Not necessarily – many foods contribute to our protein intakes, including plants and dairy foods. Embracing plant-based sources too gives us a diverse, sustainable, and well-rounded nutritional approach.
Why is protein important for peri and post menopause?
As we enter perimenopause oestrogen and progesterone levels become erratic; this signals a time of significant change for the body as its composition begins to shift; we gain fat mass and lose lean muscle mass. Research shows sufficient protein alongside weight-bearing exercise will help to guard against the extent of this muscle loss and protect our metabolism in the process.
Should I eat more protein to avoid gaining weight?
We need around 100 fewer calories a day post menopause due to the changes in fat mass and muscle mass having a knock on affect on our metabolic rate.
To counteract this downward trend, you will often see advice to restrict calories in order to prevent weight gain and remain ‘healthy’.
There are a few caveats to this over simplified advice that it’s important to be aware of:
- A woman’s lived experience will dictate the impact of the body composition changes she experiences during the perimenopause transition.

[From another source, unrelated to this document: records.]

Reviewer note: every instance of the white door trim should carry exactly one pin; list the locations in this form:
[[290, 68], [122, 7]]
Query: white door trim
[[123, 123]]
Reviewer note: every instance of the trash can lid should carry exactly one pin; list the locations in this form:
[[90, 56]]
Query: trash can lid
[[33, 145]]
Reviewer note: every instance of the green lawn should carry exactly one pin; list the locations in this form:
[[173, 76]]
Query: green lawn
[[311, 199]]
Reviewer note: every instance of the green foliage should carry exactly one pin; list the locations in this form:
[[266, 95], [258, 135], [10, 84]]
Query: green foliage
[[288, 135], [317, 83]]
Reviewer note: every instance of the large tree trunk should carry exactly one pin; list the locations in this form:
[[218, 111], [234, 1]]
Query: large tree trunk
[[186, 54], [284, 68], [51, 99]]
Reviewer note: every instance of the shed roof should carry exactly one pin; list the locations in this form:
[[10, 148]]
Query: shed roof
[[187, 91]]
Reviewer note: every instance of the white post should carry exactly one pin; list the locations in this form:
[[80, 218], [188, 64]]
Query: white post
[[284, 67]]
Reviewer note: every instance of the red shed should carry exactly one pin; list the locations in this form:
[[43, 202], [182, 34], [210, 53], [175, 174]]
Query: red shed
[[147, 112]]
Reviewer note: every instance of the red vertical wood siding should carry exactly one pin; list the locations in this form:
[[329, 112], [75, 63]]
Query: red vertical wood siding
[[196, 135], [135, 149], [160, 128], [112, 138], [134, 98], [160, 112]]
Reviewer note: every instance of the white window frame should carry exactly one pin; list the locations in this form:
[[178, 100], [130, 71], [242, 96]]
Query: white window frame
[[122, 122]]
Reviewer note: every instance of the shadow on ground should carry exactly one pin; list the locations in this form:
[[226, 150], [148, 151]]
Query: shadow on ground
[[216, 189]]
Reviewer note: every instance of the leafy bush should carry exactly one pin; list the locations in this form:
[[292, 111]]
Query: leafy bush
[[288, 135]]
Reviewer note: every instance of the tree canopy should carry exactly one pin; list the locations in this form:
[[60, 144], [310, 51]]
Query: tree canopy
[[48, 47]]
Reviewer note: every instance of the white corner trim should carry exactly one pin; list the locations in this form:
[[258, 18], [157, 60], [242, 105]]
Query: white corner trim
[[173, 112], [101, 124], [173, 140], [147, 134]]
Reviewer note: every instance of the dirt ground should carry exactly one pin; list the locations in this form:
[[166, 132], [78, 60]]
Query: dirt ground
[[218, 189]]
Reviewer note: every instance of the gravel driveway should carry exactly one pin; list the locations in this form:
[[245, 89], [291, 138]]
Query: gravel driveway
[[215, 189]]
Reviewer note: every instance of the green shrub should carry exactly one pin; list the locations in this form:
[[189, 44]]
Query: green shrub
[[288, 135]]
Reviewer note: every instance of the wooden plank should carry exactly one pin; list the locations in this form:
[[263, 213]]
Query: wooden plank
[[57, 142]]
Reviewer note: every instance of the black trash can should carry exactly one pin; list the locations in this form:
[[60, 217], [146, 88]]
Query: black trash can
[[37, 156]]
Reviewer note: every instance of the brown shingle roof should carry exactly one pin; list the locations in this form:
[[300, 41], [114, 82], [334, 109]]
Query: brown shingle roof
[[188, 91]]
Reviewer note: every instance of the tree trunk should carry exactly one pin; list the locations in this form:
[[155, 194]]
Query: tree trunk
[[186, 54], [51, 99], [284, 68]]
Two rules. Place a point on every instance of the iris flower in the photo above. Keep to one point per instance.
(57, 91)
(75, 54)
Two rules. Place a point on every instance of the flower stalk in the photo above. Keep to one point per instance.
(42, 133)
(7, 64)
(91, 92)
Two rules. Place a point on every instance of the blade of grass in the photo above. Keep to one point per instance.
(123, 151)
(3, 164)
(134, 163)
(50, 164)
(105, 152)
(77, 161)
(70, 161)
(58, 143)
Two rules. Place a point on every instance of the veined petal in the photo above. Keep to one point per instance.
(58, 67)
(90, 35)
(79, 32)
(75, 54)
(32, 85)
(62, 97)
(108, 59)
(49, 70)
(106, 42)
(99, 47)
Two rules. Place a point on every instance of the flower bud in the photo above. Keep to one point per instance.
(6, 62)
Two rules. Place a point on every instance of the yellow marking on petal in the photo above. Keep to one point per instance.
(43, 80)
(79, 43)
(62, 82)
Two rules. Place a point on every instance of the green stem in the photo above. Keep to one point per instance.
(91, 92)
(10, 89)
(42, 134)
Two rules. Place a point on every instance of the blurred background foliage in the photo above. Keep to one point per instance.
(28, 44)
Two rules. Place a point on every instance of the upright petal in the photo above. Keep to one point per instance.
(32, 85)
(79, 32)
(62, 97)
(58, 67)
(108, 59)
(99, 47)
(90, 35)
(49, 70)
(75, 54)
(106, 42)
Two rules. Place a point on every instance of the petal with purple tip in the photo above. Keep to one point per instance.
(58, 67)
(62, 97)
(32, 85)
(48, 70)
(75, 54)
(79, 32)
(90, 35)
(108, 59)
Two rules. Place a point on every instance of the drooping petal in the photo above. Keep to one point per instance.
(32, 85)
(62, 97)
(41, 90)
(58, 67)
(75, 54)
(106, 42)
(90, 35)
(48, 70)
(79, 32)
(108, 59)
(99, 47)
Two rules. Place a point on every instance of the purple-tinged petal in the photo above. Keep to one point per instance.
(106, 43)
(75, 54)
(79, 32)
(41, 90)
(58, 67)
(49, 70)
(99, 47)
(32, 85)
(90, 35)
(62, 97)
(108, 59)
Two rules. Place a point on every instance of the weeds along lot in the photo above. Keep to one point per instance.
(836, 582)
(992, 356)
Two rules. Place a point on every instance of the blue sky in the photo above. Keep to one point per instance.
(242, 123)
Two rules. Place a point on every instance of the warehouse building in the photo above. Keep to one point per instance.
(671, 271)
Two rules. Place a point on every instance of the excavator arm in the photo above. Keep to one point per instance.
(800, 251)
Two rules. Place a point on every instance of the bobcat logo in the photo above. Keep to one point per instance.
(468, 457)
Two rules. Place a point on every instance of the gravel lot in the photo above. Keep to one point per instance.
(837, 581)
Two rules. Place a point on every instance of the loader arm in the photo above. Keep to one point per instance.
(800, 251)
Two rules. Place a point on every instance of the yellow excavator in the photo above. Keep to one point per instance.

Those that have previously dieted numerous times are likely to have a lower lean muscle mass entering into perimenopause, which may put them at a disadvantage for further weight gain during this transition.
- Putting the body on a restrictive diet which fits a theoretical equation on a calculator, does not necessarily fit the energy needed to sustain a busy and fulfilled life through menopause. Such diets are therefore unlikely to be sustainable.
- Weight gain associated with menopause does not automatically put our health at increased risk. Weight is not a behaviour.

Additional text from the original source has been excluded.